Only Louisiana and Texas rank ahead of New Jersey in the number of these types of properties, which total 30,000 nationwide. New Jersey has accounted for $660 million of the $5 billion in related payments over that time.

The overriding problem is that the NFIP isn’t designed to adapt to buyouts. Instead, claims roll out toward rebuilding and elevation projects, the latter of which are particularly popular along the New Jersey coastline. While many property owners want to stay put regardless of the challenges, reluctant to give up a cherished location or in the belief that they shouldn’t quit the fight, many others are more than willing to take a buyout and move on — if they didn’t have to take a financial bath to do it.

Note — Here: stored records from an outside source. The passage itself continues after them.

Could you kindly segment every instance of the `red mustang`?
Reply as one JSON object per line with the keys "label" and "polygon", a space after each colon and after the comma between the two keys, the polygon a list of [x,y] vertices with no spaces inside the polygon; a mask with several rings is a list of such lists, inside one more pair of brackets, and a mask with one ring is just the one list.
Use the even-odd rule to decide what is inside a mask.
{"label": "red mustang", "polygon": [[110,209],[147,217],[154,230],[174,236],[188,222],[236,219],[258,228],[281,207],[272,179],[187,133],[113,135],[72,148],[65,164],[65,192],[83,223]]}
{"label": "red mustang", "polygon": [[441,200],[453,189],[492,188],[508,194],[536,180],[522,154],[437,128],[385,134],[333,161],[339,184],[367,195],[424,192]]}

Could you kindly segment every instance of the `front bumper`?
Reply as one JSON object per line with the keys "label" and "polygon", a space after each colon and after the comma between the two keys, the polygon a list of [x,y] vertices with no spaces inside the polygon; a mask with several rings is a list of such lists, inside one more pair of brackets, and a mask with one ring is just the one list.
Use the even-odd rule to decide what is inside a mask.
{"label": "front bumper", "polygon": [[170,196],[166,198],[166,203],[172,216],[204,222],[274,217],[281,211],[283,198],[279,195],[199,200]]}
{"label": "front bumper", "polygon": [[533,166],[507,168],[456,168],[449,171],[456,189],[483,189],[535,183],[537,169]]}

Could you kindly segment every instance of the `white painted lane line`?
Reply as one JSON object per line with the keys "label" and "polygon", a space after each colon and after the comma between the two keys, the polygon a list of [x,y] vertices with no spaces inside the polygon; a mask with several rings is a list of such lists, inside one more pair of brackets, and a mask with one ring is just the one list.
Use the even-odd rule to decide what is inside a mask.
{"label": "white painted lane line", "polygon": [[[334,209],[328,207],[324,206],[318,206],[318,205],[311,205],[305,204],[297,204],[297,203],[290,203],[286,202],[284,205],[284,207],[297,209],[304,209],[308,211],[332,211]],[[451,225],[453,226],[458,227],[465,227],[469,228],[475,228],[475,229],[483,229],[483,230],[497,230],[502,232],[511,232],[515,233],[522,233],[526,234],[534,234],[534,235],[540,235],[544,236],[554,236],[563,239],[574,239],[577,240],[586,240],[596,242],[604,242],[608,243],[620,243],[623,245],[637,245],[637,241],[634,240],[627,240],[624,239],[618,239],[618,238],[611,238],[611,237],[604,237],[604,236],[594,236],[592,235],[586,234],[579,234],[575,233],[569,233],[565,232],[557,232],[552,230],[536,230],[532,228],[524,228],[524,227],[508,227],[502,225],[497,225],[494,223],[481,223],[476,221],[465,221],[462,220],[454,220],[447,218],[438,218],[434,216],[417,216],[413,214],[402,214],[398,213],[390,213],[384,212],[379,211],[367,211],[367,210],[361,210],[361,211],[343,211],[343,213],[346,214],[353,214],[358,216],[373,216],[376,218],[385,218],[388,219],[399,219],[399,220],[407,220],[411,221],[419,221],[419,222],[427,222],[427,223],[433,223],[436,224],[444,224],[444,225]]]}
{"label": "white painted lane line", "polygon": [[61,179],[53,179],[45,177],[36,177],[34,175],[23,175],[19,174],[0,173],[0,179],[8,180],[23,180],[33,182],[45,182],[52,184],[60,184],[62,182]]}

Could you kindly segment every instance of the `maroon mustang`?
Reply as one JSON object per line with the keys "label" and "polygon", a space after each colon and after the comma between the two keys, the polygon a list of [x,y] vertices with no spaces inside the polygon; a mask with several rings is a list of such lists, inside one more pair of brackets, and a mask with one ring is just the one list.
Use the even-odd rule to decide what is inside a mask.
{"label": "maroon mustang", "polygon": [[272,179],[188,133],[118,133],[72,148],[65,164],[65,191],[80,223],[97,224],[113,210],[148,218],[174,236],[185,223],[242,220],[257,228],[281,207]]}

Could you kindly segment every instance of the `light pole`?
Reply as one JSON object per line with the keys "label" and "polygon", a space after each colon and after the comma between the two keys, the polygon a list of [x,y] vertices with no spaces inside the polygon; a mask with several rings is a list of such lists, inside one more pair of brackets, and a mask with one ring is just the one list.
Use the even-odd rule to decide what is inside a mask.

From the government’s perspective, the long-term benefits of buying out flood-prone homes and getting them off insurance rolls should be obvious. Those homes won’t become meaningfully safer, regardless of enhanced flood protections. Rising sea levels will only exacerbate coastal flooding in the years ahead, and a pair of new scientific studies published Monday paint a dire picture, estimating the Earth will be nearly 4 degrees Fahrenheit warmer by the end of the century, with significant effects to be felt long before that.

As the NFIP nears reauthorization by lawmakers, the program reforms now under consideration must focus on helping policyholders, not making it more difficult for them to receive their rightful claims. Among the reforms should be a greater emphasis on buyouts that give owners more reason to want to pull up stakes.

Creating a more solvent and more efficient federal flood insurance program cannot rely on taking a harder line on claims. That’s what has happened after Sandy — and it’s been another disaster.